SORUNU ÇÖZME DEĞİL, DERİNLEŞTİRME

Eren, değerlendirmesine şöyle devam etti:

“Sadece HDP’nin kapatılmasına ilişkin bir dava yok AYM’de, diğer Kürt partilere de içinde Kürt kelimesi geçen Kürdistan Komünist Partisi (KKP), Kürdistan Sosyalist Partisi (KSP) gibi 4 partiye yönelik esastan kapatma incelemesi devam ediyor. Bu tür davalar ülkedeki sorunlara çözüm değil, daha da derinleştirecek yaklaşımlar. Siyasal partilerin birbirileriyle olan çekişmelerinin kapatma davalarıyla hesaplaşmaya dönüşmesi kabul edilir değil. 7 Haziran’a denk getirilmiş olması oldukça manidar ve kasıtlı gibi duruyor” dedi.

YARGIYA TAHAKKÜM

Eren, kamuoyunda yargıya dair ciddi bir güvensizliğin olduğunu, siyasetçilerin söylemleri doğrultusunda kararların verildiğini söyleyerek, anketlerin de bu durumu gösterdiğini belirtti.

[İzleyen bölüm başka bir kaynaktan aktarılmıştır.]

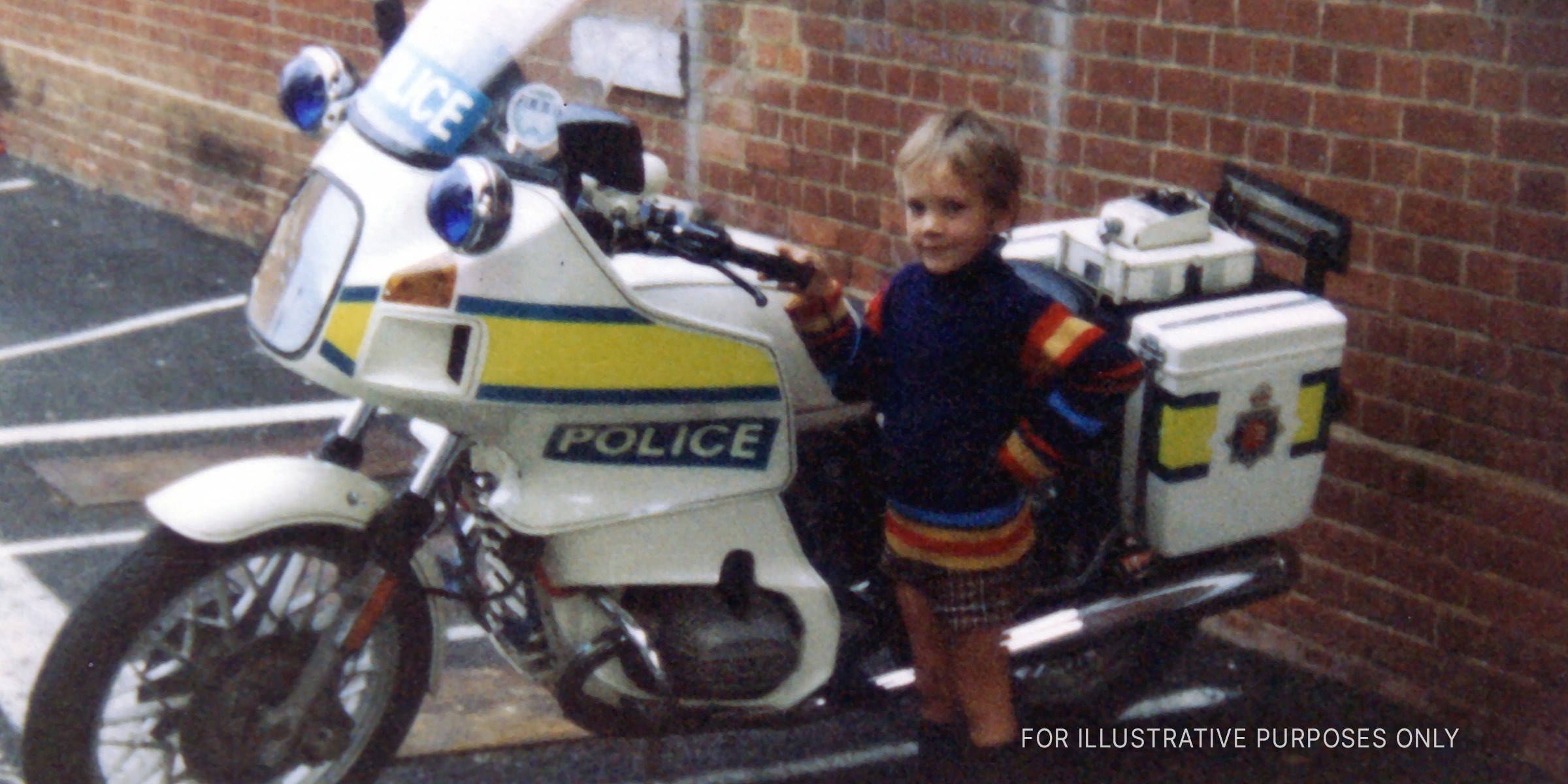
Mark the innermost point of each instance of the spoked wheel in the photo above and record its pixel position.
(173, 668)
(1102, 679)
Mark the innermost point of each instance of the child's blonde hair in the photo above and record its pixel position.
(976, 150)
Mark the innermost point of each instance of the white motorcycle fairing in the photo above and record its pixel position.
(250, 498)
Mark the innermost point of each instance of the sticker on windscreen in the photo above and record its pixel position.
(424, 103)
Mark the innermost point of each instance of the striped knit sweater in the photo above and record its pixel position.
(984, 386)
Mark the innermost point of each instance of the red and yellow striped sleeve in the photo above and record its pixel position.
(1081, 378)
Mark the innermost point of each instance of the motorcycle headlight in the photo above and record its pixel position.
(311, 84)
(469, 204)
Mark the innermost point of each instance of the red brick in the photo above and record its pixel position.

Demirtaş kararını hatırlatan Eren, “Artık AYM ve AİHM kararlarının, siyasetçilerin söylemleriyle bir şekilde uygulanmadığı bir süreçten geçiyoruz. Bu anlamda daha önce AYM’yi kapatmak gerekir söylemi iktidar ortağı tarafından söylendi. Böyle bir süreçte yargı sisteminin en tepesindeki mahkemeye dair bu tür söylemlerin yapılması siyasetin dışında hukuki anlamda yaptığımız değerlendirmede bile bunun yargıya müdahale olduğunu çok net görebiliyoruz. Yargının verdiği kararlar eleştirilebilir ama yargıyı tahakküm altına alacak, kararlarını etkileyecek şekilde herhangi bir parti lideri ya da siyasi temsilcisi bu tür söylemlerden kaçınmalıdır. Yoksa verilen kararda bir şaibe oluşturur. Hukuk düzeninde bu kabul edilemez. Demokrasi ve hukuk düzeninde yargı tarafsız kararlarıyla hukuk düzeni oluşturmalı” dedi.